Who is sleeping here?
One of the few areas in the U.S. where the unemployment rate has been falling in 2012 is Silicon Valley and the Bay Area in general. As Caltrain commuter ridership has increased accordingly, trains have become crowded, so much so that Caltrain has increased midday service so that non commuters have more options. Yet as Bay Area employment picks up there has also been a curious increase of homeless persons camping regularly at the Gilroy station.
Surprise! They are not unemployed; they are the working poor. Broadly reduced unemployment cuts across all income levels, and in the Bay Area subminimum wage jobs and well-paid skilled tech sector jobs have been increasing simultaneously.
Inhabiting the Gilroy station also facilitates labor force participation. The station is a regional transit center served by local buses, Greyhound, and even charters to Mexico, enabling station inhabitants to be mobile. Inhabitants can head to another town to find employment on a moment’s notice. At the railway station they can be easily fetched for day labor (Gilroy is a highly productive agricultural community, noted especially for garlic and mushrooms), and they can develop a symbiotic relationship with taxi drivers, who may offer local transport or information in exchange for tasks. The station also is patrolled regularly by the local police and Amtrak employees, and is therefore safer than most other areas where they could camp.

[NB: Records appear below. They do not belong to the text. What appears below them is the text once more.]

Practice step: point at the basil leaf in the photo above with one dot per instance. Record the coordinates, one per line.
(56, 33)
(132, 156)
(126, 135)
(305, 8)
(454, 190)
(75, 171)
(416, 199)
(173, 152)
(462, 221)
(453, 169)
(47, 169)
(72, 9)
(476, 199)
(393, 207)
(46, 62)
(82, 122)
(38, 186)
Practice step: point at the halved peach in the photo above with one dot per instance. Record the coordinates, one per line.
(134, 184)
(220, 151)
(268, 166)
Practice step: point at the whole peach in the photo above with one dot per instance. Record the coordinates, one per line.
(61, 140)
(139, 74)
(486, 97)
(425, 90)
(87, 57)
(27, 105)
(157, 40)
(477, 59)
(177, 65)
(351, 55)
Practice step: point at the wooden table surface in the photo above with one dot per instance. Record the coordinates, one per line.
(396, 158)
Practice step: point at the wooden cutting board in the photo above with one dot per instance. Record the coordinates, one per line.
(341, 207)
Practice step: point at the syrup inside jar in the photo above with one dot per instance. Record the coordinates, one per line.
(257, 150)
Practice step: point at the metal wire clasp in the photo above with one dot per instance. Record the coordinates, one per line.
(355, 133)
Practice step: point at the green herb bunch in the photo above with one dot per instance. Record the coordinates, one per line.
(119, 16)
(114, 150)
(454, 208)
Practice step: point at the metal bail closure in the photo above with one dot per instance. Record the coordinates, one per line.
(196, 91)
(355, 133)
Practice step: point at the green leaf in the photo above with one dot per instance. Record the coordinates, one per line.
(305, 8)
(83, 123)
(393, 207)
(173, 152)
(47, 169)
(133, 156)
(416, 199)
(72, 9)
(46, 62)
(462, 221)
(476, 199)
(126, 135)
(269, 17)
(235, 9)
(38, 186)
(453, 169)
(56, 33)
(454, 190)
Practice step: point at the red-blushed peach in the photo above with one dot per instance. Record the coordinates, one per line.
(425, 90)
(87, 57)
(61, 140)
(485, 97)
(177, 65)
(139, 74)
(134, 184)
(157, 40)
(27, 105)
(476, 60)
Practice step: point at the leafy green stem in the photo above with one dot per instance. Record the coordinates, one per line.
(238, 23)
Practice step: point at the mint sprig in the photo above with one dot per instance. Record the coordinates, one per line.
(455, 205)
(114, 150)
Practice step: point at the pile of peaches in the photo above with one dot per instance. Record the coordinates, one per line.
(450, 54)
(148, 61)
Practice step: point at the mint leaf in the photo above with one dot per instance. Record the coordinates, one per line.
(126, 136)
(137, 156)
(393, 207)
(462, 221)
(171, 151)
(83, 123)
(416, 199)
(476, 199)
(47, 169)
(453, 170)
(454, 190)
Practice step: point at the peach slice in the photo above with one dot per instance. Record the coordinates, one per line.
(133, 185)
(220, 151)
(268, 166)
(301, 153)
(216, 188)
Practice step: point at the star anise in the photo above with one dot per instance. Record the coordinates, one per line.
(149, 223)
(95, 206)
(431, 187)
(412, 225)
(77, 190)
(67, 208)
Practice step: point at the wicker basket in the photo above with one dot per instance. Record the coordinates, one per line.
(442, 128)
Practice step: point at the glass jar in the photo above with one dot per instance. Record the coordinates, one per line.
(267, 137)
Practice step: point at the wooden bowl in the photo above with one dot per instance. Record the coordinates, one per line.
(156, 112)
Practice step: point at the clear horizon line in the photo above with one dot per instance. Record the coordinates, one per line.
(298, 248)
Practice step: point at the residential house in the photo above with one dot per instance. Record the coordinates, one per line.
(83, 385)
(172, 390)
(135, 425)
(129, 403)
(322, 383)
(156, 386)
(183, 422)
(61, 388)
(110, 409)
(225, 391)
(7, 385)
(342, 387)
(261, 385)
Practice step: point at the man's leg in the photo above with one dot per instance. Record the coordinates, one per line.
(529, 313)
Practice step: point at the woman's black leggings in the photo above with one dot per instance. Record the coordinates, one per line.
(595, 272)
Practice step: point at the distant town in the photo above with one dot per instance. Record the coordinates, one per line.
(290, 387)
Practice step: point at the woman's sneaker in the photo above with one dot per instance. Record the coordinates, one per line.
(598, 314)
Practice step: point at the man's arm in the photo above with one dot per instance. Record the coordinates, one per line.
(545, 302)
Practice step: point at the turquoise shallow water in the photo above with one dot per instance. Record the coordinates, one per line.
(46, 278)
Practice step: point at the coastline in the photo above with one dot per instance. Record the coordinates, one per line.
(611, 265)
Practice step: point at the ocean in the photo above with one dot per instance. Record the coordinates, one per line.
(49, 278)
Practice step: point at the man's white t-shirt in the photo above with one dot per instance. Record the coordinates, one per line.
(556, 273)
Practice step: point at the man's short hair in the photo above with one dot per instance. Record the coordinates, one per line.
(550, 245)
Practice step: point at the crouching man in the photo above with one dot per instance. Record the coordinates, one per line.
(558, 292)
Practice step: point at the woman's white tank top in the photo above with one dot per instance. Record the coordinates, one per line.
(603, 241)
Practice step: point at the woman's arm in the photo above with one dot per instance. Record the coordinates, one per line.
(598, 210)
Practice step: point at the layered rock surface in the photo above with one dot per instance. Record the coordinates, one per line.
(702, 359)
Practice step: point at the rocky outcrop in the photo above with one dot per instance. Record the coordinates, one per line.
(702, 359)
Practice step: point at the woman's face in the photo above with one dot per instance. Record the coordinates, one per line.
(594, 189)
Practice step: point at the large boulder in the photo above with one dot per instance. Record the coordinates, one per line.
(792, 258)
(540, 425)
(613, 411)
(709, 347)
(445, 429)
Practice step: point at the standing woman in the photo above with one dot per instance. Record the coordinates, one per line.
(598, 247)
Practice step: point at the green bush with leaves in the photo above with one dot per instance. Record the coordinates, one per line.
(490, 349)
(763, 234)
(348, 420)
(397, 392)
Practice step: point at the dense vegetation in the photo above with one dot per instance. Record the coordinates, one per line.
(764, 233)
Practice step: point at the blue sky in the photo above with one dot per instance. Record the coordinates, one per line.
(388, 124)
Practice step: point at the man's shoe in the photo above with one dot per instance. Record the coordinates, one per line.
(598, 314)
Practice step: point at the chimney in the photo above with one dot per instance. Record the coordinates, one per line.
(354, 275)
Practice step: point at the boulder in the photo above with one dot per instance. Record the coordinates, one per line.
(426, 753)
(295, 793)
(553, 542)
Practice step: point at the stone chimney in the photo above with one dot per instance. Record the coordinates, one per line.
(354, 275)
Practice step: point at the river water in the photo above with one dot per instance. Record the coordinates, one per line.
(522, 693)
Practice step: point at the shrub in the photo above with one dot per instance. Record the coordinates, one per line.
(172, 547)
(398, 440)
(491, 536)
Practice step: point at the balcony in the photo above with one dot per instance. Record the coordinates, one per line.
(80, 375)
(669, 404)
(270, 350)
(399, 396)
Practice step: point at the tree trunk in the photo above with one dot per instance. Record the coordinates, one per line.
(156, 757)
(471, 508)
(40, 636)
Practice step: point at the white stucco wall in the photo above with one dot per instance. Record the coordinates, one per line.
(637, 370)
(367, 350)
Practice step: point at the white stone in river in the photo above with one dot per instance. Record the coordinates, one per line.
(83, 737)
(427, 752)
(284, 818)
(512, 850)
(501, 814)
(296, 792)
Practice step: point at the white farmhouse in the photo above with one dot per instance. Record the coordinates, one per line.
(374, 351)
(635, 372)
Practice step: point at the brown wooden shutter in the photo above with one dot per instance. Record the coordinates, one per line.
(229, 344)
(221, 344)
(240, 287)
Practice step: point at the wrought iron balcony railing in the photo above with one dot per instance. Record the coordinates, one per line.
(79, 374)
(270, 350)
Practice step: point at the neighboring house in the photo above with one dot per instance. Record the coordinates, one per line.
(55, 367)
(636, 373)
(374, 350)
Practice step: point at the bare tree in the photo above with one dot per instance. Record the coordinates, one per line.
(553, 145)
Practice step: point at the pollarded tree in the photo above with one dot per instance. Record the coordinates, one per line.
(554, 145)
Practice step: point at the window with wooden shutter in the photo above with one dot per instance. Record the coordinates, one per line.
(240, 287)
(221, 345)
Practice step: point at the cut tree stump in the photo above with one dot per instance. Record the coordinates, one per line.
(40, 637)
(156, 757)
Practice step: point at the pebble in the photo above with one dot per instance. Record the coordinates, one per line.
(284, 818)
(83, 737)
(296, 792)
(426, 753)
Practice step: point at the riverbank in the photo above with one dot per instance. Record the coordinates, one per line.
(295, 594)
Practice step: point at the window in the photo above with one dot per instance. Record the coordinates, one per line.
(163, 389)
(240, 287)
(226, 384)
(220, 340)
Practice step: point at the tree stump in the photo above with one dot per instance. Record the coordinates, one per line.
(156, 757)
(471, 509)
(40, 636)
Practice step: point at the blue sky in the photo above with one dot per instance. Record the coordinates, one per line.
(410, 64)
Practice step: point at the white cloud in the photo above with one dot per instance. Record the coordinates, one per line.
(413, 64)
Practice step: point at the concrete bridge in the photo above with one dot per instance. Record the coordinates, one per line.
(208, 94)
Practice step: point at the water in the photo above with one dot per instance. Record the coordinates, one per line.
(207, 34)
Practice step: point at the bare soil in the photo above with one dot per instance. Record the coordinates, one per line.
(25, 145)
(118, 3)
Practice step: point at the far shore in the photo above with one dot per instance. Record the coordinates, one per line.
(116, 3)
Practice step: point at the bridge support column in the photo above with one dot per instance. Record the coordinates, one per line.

Lesson 1: Don’t uncritically accept two observations appearing together as fact, or as evidence that one relates to the other in a meaningful way. Let the data tell you what the relationships are.
Who is living here?
After traveling about 20 miles northbound, just past Coyote Creek, homeless encampments begin to be visible from the tracks. Continuing northward to Communications Hill in south San Jose on through to Tamien and past the HP Pavilion downtown, numerous grimy tents and disheveled campsites can be seen in fields, ravines, oleander thickets, among scrub in vacant lots and groves in freeway landscaping, against bridge abutments, and even crammed between fence segments or tangled in chaparral. From the view of a train passenger they all look the same: people living in squalor, foolishly hording trash, and consuming whatever handouts can be found.
Not quite. Those who live under bridges and against abutments are much different from those who live in fields or ravines. The key differences are access to water and safety of location. Higher functioning homeless tend to locate near water sources and in sheltered, inconspicuous areas, while those more ravaged by drugs and psychiatric conditions tend to camp in more exposed areas, away from water sources, and at much higher danger.
And those overloaded shopping carts are often not evidence of shiftlessness or derangement, but rather mobility and self-sufficiency. The shopping carts both transport and guard their few possessions, indicating some degree of wherewithal. But they also are used to transport scrap metal for recycling, or items found in dumpsters that can be repaired and sold to consignment shops, or in some cases illegal drugs.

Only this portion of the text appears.